Ce que je lis de Cornevin suggère un triple profil des explorateurs du Congo depuis 1816.

  1. Au début, ce sont des « scientifiques », parmi lesquels des officiers du génie militaire. Cette première vague s’emploie activement et utilement à documenter le pays à conquérir. En fait, elle constitue la tête de pont de la conquête déjà en marche. Ainsi, pourrait-on dire, le premier acte de la domination coloniale est bien la connaissance de ce que visait la colonisation classique ; quant aux explorateurs qui y auront œuvré, ce sont des sortes d’éclaireurs.
  2. À partir de 1876, date de la Conférence internationale de géographie de Bruxelles, on remarque dans le cas du Congo que le profil des envoyés du roi en Afrique change. Ce sont désormais des militaires qui sont à la tête des expéditions. Cette deuxième vague coïncide avec l’application des intérêts que j’ai appelés stratégiques. Elle aura œuvré à prendre pied, durablement, sur le terrain, à concrétiser la conquête mais sous forme de fait accompli, avant la lettre des traités internationaux. Les explorateurs de ce type constituent en fait le fer de lance de la colonisation classique.
  3. Après 1885, date de la Conférence de Berlin, s’installe la colonisation classique. Dans le cas du Congo qui nous occupe, celle-ci s’inaugure dans le cadre juridique et international de l’État Indépendant du Congo, œuvre personnelle du roi Léopold II. La phase exploratoire du Congo cède rapidement le pas à la phase de son exploitation, comme on le sait, de type esclavagiste. Les explorateurs sont remplacés par des fonctionnaires au service de l’État, des agents d’exploitation au service des compagnies ayant investi au Congo et des missionnaires au service de l’église certes, mais aussi sinon avant tout de l’œuvre colonisatrice, ainsi qu’en témoignent le discours du roi Léopold II de 1883 et celui du ministre belge des colonies Jules Renquin de 1920.

Pour terminer…

Que pouvons-nous penser de tout cela ? Quelles leçons y a-t-il lieu d’en tirer pour le Congo en mal de décolonisation ? Je m’emploie à répondre à ces deux questions dans une autre réflexion faisant suite à celle-ci. En attendant, je reconnais volontiers la faiblesse heuristique de l’étude ci-dessus ; en effet, j’aurais dû, pour faire complet, étudier l’ensemble du phénomène « explorateurs » sinon à l’échelle de l’Afrique du moins à l’échelle de l’histoire du Congo depuis, par exemple, l’installation de la colonie portugaise du Kongo au XVIe siècle. Telle n’était pas l’ambition de mon propos.

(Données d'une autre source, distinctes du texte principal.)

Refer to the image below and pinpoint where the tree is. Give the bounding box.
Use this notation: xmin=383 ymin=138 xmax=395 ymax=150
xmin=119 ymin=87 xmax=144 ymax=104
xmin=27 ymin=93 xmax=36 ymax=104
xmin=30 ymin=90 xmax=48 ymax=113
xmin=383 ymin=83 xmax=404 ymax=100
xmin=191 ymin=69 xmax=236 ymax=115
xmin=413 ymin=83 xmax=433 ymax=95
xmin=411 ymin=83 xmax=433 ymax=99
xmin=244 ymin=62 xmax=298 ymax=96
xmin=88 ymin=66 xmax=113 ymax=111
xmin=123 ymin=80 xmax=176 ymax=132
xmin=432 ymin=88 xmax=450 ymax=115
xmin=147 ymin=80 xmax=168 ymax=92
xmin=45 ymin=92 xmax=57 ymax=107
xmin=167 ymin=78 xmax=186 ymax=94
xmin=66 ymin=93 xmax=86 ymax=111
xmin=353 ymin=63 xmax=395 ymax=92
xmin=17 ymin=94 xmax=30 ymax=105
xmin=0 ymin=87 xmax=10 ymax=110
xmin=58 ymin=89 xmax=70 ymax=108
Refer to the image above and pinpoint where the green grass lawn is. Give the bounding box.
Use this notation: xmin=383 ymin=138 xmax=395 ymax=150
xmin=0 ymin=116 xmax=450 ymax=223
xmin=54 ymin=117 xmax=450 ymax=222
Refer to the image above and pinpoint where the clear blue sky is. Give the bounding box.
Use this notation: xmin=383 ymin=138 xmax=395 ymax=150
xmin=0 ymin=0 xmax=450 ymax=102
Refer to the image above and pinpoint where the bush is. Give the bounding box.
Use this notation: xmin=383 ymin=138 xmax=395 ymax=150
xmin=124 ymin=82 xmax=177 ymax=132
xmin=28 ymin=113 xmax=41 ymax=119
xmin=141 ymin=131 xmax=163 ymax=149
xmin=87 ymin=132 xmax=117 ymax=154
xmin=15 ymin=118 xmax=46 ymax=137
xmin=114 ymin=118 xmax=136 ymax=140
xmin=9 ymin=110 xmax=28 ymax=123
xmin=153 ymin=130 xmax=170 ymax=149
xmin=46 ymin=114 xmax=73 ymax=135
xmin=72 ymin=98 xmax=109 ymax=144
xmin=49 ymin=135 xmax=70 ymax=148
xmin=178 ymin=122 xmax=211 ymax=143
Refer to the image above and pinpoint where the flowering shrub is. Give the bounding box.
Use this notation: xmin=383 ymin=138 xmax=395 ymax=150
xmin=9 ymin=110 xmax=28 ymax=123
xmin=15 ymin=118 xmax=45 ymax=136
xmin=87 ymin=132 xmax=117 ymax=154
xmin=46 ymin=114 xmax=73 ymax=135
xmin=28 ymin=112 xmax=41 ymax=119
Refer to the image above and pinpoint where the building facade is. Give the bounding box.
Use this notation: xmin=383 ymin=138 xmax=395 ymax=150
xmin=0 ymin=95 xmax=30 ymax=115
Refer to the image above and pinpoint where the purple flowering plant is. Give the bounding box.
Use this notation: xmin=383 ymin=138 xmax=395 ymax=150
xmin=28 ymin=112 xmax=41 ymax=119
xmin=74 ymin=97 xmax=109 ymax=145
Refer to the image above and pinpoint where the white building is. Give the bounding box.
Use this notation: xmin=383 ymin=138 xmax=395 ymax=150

De ce qui précède, je retiens pour le moment que la colonisation répond d’un processus impliquant États, associations, dirigeants, hommes de science, aventuriers, église, etc. Le droit international apparaît comme un tard venu dans cette arène dominée par les coups bas, la débauche des personnalités y compris de pays étrangers au sien, les intrigues de palais à coups de diplomatie souterraine et, finalement, le fait accompli sur le terrain. Je ne doute pas pour ma part qu’une bonne connaissance des sources de la colonisation classique, dont je propose ici grosso modo un aspect parmi d’autres, peut contribuer efficacement à une pensée de la décolonisation allant au-delà du politique, de l’économique, du mentale, pour rejoindre sans doute la recherche des alternatives africaines, congolaises en l’occurrence, à la modernité. Utopiques, les promesses d’une telle recherche sont pourtant pertinentes dans le champ de la quête universelle de la post-modernité.